Binnen de topsector High Tech Materialen en Systemen (HTSM) zijn terreinen als bijvoorbeeld nanotechnologie, sensoren, materialen en optica ook voor de lucht- en ruimtevaart belangrijk. Betrokkenheid bij de topsector HTSM kan zowel voor lucht- en ruimtevaartbedrijven als voor de bedrijven daarbuiten een belangrijke toegevoegde waarde hebben vanwege de wisselwerking tussen de technologiegebieden. Er is op de genoemde technologiegebieden ook geen duidelijke scheiding meer aan te gegeven tussen lucht/ruimtevaart en niet-lucht/ruimtevaart. Voor de doorontwikkeling van de lucht- en ruimtevaartindustrie is het van belang opgenomen te worden in de netwerken die er op deze terreinen buiten de lucht- en ruimtevaart (zijn) ontstaan.
Naast de «maak» kant is er ook de gebruikerskant. In het geval van luchtvaart is dit aspect onderdeel van de topsector Logistiek. Ruimtevaart is in toenemende mate een toeleverancier van gegevens aan socio-economische terreinen. Toepassingen van satellietdata kunnen van groot belang zijn voor Topsectoren als Water, Agrofood, Logistiek, Energie. Ruimtevaart kan zo een belangrijke verbindende factor zijn tussen de diverse topgebieden.

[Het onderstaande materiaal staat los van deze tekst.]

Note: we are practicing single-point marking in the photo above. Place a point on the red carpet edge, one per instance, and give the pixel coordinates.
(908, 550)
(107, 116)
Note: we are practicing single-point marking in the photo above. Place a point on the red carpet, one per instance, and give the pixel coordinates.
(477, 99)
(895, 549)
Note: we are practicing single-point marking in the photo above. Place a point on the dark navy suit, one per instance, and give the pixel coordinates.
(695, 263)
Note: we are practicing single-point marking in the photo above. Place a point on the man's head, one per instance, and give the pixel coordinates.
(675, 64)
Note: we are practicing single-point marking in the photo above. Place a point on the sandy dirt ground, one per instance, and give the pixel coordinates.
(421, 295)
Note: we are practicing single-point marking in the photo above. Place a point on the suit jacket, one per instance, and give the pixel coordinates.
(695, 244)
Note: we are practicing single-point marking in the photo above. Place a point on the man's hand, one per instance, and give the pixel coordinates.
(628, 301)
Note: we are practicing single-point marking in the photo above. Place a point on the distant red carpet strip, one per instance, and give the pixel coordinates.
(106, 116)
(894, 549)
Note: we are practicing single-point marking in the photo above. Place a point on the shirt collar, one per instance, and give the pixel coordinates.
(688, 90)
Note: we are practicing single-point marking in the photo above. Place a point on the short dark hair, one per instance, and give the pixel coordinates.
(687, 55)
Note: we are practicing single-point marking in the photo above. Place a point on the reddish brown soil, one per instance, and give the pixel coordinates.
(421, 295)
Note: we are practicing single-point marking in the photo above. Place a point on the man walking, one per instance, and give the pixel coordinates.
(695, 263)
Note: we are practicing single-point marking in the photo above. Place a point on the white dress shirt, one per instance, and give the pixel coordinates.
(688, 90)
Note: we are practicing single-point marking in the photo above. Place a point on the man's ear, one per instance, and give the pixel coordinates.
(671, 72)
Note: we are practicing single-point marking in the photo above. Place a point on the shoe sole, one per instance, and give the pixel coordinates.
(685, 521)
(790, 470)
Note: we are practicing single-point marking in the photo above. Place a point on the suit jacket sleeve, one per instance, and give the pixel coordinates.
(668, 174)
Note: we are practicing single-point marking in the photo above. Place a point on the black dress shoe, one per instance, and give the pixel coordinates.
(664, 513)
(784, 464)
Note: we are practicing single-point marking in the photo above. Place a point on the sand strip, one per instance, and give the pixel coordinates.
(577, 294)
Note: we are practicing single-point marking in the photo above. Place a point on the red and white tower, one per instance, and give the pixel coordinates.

De topteams zullen in de periode tot medio juni de prioriteiten binnen de topsectoren bepalen. Het is nu aan de lucht- en ruimtevaartindustrie om aansluiting te vinden bij de topsectoren en actief kansen te benutten. Op basis van de adviezen van de topteams ga ik vervolgens de beleidsagenda’s bepalen en uitvoeren.
Bent u bereid deze vragen voor donderdag 17 maart 2011 te beantwoorden?